Umsetzung und Durchführung

Zunächst sollte geklärt werden, ob eine Kooperation mit einer gemeinnützigen Organisation oder sogar mit einer bestehenden Nähschule möglich ist. Ist dies nicht der Fall, muss selbst für die entsprechenden Räumlichkeiten und die Ausstattung mit den erforderlichen Gerätschaften gesorgt werden. Hierfür müssen Geld- oder Sachspenden generiert werden.

Die Durchführung der Kurse erfolgt durch ehrenamtliche Helferinnen und Helfer mit Erfahrung an der Nähmaschine. Im Idealfall lassen sich (ehemalige) Berufsschneiderinnen und Berufsschneider involvieren, die fachmännisch den Umgang an der Nähmaschine vermitteln. Da der Fokus bei diesem Modul neben der Ausübung eines Handwerks auch auf dem Erlernen der deutschen Sprache liegt, ist es wichtig, dass die Teilnehmerinnen des Kurses miteinander in dieser kommunizieren. Verfügen viele Teilnehmerinnen des Kurses über einen sehr geringen Wortschatz, können jedoch eine bilinguale Kursleitung oder ein paar sprachlich fortgeschrittene Teilnehmerinnen unterstützend wirken.
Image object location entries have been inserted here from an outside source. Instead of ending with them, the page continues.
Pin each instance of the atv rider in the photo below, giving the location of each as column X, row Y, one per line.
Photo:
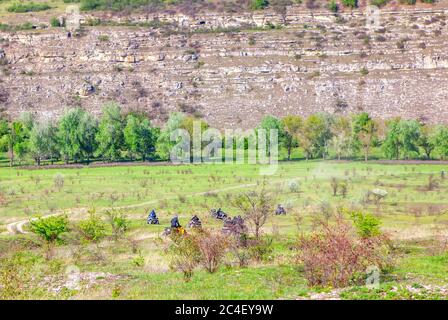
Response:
column 152, row 218
column 175, row 227
column 280, row 210
column 175, row 223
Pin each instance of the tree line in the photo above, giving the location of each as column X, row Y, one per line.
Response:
column 78, row 136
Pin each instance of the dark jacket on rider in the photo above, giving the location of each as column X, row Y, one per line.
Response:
column 175, row 223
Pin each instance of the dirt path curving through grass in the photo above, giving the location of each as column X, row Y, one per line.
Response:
column 17, row 226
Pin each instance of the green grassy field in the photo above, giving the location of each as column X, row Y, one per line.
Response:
column 412, row 214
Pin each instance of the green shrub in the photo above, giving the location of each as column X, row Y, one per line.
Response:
column 92, row 228
column 118, row 222
column 259, row 4
column 138, row 261
column 51, row 228
column 54, row 22
column 378, row 3
column 103, row 38
column 350, row 3
column 116, row 5
column 27, row 7
column 366, row 224
column 364, row 71
column 333, row 6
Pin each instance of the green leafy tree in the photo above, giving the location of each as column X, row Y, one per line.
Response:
column 118, row 222
column 367, row 225
column 88, row 128
column 269, row 123
column 140, row 136
column 15, row 139
column 50, row 228
column 71, row 134
column 427, row 139
column 350, row 3
column 315, row 135
column 441, row 141
column 365, row 134
column 341, row 131
column 110, row 136
column 333, row 6
column 164, row 143
column 292, row 126
column 43, row 142
column 393, row 143
column 402, row 138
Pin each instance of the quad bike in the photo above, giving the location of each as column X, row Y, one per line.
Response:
column 218, row 214
column 174, row 231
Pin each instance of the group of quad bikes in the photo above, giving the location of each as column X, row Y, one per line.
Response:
column 233, row 225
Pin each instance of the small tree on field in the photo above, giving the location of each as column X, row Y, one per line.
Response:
column 212, row 248
column 50, row 229
column 118, row 222
column 256, row 206
column 334, row 186
column 92, row 228
column 59, row 181
column 184, row 255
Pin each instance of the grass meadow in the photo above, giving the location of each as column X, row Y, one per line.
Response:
column 413, row 214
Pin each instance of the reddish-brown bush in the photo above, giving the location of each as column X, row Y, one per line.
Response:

Ist die Nachfrage sehr groß, können langfristig nach Leistung gestaffelte Kurse stattfinden. In jedem Fall ist jedoch die regelmäßige Veranstaltung (z.B. ein bis zwei Mal pro Woche) wichtig für den sprachlichen, aber auch den handwerklichen Fortschritt.

Wichtige Umsetzungsschritte / Aufwandsabschätzung

Zu Beginn ist es wichtig Projektverantwortliche zu finden, die sich der Planung und der Konzeption des Projekts widmen. Ausschlaggebend für den Erfolg des Projekts ist die Beschaffung geeigneter Räumlichkeiten mit dem benötigten Equipment. Hierzu sollte man ggf. einen Kontakt herstellen zu ortsansässigen Nähschulen und nach Möglichkeit eine Kooperation eingehen. Eventuell bestehen bereits Nähkurs-Angebote, die noch erweitert werden können. Ansonsten besteht auch die Möglichkeit zum Aufruf zur Spende von Nähmaschinen/-equipment. In einem weiteren Schritt müssen ehrenamtliche Helferinnen und Helfer gefunden werden, die im Umgang mit Nähen und Nähmaschinen geübt sind. Schließlich müssen Interessentinnen angesprochen werden, die an dem Projekt teilnehmen möchten. Geeignete Informationskanäle dazu sind beispielsweise eine Homepagepräsenz, die Nutzung von Social Media bekannter Akteurinnen und Akteure sowie die Erstellung von Plakaten, Flyern und die Involvierung der Lokalpresse etc. Sinnvoll ist die Werbung in mehreren Sprachen, damit auch Frauen erreicht werden, welche die Sprache weniger beherrschen. Anschließend muss die regelmäßige Durchführung der Kurse gewährleistet werden.

Stolpersteine

Die Anschaffungskosten von Arbeitsplätzen inklusive neuer Nähmaschinen und Materialen zur Verarbeitung sind hoch. Hier wäre es von Vorteil, wenn genügend Maschinen durch Spenden generiert werden könnten. Auch Kooperationen mit Anbietenden von Stoffen und anderen Nähmaterialien könnten die Unkosten hier verhältnismäßig gering halten.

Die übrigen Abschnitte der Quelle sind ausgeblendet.